Familiar Foreignness
El-ghorba translates to ‘estrangement’ in English, but to adopt this modern definition would be to overlook the word’s nuanced background: nostalgia that is intermingled with trauma and hopeless optimism.
It persistently emanates from everything around them. The short trading hours, the fixed prices at the store. The quiet streets, the red lights at every intersection. The quiet congregations, the unfamiliar neighbours. The October Labour Day, and the 24-hour long flights.
Attempting to forget it all, they find it easier to remember.
Easier to remember was, and habitually comparing it to what is. Absorbing, as a foreigner, what Italo Calvino calls the ‘foreignness of what [they] no longer are [and what they] no longer possess’.

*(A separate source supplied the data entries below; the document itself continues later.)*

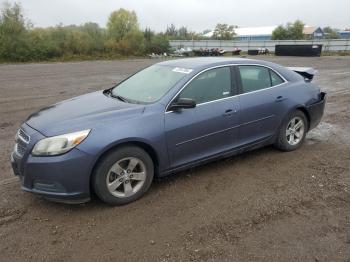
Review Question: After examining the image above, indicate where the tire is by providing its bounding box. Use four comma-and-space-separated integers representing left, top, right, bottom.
275, 110, 308, 151
92, 146, 154, 206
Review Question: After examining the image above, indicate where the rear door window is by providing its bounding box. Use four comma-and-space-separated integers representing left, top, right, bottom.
179, 67, 231, 104
238, 65, 284, 93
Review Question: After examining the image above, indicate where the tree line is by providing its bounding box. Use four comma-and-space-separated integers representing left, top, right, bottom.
0, 3, 338, 62
0, 3, 170, 62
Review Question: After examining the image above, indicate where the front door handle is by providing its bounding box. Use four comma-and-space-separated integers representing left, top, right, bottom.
223, 109, 237, 116
275, 96, 287, 102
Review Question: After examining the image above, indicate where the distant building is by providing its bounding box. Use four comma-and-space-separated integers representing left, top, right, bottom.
303, 26, 325, 39
338, 30, 350, 39
204, 26, 325, 41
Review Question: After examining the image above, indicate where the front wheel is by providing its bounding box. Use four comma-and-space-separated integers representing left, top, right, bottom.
275, 110, 308, 151
92, 146, 154, 205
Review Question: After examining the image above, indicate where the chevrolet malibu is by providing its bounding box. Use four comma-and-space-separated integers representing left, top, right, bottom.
11, 58, 326, 205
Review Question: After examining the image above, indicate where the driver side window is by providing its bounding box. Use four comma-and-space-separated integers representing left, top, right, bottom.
179, 67, 231, 104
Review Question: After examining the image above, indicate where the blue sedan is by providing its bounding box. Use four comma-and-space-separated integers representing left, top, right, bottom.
11, 58, 326, 205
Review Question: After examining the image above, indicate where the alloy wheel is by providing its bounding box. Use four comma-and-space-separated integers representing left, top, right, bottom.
286, 116, 305, 146
106, 157, 147, 198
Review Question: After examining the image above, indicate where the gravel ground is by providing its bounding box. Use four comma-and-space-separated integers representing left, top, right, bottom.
0, 56, 350, 262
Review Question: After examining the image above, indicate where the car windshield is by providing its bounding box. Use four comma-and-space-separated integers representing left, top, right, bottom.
112, 65, 192, 103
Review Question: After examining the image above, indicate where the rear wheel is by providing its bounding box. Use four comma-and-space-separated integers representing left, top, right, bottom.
92, 146, 154, 205
275, 110, 308, 151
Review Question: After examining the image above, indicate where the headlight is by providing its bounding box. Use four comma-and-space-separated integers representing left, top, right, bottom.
32, 129, 91, 156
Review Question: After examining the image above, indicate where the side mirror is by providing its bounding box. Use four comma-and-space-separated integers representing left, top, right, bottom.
168, 98, 196, 111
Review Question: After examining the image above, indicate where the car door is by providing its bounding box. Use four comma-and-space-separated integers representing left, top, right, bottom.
236, 65, 287, 145
165, 66, 239, 168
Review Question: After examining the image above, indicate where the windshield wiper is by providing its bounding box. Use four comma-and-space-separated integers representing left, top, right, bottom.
110, 92, 129, 103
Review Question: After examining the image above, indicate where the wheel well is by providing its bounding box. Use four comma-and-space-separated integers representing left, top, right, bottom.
297, 107, 310, 129
92, 141, 159, 175
90, 141, 159, 194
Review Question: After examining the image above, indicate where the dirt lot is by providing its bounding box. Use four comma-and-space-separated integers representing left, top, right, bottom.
0, 57, 350, 262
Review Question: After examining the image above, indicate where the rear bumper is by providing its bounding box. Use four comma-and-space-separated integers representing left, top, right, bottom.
306, 92, 327, 130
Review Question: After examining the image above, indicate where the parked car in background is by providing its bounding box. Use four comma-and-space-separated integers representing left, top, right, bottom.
11, 57, 326, 205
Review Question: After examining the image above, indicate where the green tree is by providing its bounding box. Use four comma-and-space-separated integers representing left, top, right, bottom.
0, 2, 28, 61
323, 26, 339, 39
107, 8, 139, 41
213, 24, 235, 40
165, 24, 178, 39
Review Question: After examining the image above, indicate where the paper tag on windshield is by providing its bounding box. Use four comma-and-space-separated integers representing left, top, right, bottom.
173, 67, 193, 74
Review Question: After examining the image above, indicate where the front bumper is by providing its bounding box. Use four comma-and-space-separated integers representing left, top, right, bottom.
11, 125, 93, 203
306, 92, 327, 130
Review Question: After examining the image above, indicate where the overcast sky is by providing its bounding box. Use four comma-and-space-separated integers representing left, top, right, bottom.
0, 0, 350, 31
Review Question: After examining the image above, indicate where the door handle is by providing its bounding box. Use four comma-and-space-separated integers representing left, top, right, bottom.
222, 109, 237, 116
275, 96, 287, 102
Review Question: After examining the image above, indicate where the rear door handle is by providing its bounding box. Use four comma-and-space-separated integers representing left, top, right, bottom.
275, 96, 287, 102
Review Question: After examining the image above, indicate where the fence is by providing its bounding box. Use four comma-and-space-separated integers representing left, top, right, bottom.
170, 39, 350, 52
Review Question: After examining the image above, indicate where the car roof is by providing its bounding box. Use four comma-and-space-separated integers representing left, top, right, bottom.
158, 57, 302, 82
159, 57, 270, 69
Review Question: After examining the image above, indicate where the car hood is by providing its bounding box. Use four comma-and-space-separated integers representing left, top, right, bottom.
26, 91, 145, 136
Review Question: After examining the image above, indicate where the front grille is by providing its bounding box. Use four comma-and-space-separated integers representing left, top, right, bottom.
15, 129, 30, 157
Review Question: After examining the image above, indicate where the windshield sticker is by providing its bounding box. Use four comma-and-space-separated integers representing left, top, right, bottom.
173, 67, 193, 74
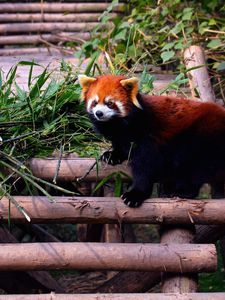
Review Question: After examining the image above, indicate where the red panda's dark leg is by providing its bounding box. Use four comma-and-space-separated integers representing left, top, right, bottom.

The term el-ghorba is one that every child of the Arab diaspora has heard. Literally, the term translates to ‘estrangement’ in English, but to adopt this modern definition would be to overlook the word’s nuanced background and encapsulation: nostalgia that is intermingled with trauma and hopeless optimism.

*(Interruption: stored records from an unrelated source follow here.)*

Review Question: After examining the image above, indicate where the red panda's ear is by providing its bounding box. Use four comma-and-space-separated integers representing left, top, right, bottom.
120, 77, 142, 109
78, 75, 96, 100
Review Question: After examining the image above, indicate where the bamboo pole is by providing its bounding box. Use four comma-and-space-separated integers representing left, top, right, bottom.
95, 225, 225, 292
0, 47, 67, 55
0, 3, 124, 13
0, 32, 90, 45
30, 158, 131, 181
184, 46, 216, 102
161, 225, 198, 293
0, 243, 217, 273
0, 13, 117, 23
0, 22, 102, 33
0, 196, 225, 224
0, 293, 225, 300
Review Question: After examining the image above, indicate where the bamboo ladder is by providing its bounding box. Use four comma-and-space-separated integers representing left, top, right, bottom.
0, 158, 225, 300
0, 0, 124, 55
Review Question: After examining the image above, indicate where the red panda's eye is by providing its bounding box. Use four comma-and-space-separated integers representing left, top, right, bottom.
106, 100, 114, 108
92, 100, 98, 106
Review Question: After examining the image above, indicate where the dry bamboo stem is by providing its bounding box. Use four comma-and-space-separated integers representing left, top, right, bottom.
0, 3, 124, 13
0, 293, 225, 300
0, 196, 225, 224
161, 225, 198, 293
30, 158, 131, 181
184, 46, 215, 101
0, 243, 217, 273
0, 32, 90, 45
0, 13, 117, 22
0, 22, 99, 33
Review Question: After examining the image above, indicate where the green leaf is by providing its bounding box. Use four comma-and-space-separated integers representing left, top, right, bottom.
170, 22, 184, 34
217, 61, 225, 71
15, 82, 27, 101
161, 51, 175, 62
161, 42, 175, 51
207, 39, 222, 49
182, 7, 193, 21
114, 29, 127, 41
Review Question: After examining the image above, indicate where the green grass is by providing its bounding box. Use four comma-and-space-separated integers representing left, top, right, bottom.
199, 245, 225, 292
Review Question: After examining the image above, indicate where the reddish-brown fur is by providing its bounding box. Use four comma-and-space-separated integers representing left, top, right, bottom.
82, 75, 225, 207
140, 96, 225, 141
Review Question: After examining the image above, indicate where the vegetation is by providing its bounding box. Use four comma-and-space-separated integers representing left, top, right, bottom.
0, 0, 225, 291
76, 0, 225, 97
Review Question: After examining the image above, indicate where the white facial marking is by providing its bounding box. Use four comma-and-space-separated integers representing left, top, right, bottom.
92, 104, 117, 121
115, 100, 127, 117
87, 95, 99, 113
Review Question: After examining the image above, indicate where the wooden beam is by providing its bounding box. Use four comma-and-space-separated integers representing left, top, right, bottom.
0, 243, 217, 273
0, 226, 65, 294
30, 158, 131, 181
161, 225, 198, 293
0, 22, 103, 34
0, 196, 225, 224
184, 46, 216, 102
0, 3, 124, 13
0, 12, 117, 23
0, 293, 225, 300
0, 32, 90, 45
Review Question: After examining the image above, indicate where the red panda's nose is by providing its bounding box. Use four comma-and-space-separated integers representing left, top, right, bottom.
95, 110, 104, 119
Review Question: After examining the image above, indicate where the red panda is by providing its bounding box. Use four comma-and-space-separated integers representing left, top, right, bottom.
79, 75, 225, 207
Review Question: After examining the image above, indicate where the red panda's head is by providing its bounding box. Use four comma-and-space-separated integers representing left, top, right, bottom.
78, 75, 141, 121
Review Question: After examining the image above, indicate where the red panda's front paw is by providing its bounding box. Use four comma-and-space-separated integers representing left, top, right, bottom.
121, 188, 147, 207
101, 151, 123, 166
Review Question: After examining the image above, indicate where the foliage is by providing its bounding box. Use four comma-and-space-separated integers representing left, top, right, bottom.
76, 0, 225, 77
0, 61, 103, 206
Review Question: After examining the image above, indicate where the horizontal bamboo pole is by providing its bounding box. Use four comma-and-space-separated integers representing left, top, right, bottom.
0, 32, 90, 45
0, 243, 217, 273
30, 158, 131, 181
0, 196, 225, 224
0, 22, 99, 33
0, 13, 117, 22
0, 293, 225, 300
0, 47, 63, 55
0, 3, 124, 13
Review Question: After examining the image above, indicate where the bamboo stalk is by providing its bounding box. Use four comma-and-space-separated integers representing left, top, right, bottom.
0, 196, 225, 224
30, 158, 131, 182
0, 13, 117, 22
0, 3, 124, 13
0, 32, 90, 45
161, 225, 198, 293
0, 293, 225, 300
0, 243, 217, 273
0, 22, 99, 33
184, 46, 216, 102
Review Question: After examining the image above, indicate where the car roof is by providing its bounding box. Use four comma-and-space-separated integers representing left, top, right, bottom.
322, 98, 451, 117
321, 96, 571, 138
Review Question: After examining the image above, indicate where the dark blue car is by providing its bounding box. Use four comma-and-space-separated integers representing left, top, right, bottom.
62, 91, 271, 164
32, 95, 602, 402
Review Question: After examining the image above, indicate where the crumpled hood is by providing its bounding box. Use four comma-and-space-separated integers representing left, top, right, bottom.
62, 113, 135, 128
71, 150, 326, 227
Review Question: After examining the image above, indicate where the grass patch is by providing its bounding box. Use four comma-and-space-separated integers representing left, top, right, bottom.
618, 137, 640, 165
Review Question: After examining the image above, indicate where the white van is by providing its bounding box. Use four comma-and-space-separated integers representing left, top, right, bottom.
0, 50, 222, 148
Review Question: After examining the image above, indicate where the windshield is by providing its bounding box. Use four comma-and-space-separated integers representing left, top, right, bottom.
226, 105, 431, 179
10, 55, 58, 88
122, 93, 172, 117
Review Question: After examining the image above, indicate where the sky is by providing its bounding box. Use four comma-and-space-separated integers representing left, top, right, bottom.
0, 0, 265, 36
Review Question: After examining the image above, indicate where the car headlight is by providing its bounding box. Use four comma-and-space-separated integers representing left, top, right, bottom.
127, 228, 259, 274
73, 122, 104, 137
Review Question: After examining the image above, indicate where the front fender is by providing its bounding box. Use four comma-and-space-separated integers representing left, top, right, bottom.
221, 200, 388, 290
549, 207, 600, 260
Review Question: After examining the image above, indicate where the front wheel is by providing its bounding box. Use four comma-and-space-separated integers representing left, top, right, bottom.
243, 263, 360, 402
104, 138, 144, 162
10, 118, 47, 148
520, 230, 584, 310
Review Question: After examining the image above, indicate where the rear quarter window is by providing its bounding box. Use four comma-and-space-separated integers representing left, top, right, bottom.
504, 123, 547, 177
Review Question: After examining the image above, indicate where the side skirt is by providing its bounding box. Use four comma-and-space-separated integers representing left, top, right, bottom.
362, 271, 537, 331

Firstly, el-ghorba stems from the word gharb, which means West, both directionally and geographically, and interestingly, somewhat aligns with Arab migration to the developed Western World, especially in the twentieth and twenty-first centuries. I say somewhat, because Arab lands have also been a place of el-ghorba to expatriates, merchants, explorers, and Arabs themselves.

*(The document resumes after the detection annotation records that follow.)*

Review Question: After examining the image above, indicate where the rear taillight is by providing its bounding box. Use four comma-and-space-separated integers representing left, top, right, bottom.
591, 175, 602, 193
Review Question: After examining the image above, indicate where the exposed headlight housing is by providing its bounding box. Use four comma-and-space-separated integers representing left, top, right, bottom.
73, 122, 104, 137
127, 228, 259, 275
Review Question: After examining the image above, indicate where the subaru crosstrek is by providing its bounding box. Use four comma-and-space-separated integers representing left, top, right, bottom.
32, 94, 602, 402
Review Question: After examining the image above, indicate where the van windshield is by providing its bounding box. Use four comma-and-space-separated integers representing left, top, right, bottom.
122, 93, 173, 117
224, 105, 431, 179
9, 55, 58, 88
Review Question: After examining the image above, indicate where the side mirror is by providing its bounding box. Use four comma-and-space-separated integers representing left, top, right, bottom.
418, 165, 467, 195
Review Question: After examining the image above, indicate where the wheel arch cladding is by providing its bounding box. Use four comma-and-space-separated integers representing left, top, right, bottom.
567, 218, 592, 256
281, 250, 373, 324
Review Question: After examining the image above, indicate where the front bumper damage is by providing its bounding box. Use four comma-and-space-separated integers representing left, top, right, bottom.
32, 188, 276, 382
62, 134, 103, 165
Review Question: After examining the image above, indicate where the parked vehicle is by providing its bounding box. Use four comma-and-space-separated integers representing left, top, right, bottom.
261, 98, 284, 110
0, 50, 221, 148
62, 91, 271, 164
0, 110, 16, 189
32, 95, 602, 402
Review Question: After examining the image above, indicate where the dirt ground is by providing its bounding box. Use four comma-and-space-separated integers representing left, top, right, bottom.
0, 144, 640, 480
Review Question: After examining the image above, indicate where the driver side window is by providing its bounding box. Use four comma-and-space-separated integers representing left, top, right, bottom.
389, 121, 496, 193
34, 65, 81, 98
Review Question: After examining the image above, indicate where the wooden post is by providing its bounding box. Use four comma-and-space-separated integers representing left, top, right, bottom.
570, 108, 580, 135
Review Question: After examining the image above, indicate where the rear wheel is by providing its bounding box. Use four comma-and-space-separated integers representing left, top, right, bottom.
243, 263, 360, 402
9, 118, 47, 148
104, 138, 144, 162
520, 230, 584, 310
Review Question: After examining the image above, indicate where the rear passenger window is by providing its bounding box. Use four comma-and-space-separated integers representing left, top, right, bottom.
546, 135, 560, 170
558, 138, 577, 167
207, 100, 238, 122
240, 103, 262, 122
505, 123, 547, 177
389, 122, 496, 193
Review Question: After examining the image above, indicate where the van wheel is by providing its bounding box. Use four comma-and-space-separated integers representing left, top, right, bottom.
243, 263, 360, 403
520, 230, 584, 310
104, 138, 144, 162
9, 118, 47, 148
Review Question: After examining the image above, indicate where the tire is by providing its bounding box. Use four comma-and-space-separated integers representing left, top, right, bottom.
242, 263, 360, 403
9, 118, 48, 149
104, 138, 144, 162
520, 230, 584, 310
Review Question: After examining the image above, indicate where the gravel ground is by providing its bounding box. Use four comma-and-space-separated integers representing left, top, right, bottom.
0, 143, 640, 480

Simultaneously, gharb echoes the verb ghuroob (‘to set’), while its antithesis, sharq, is related to shurooq (‘to rise’). In this way, it as though el-ghorba was devised to refer to the process of becoming philosophically distant when travelling to faraway Western lands – the ‘setting down’ of one’s light (i.e., rich cultural history, ideals, and practices). The veracity of this is arguable; foreignness can undeniably broaden one’s horizons and outlooks through exposure to different ways of life and paradigms. While this can enable one to challenge their existing practices and embrace new ones, it can also allow one to reaffirm their ways. At the same time, those who have travelled abroad, often out of necessity, can sometimes lose sense of their origins, and perhaps this is truer for first- and second-generation immigrants.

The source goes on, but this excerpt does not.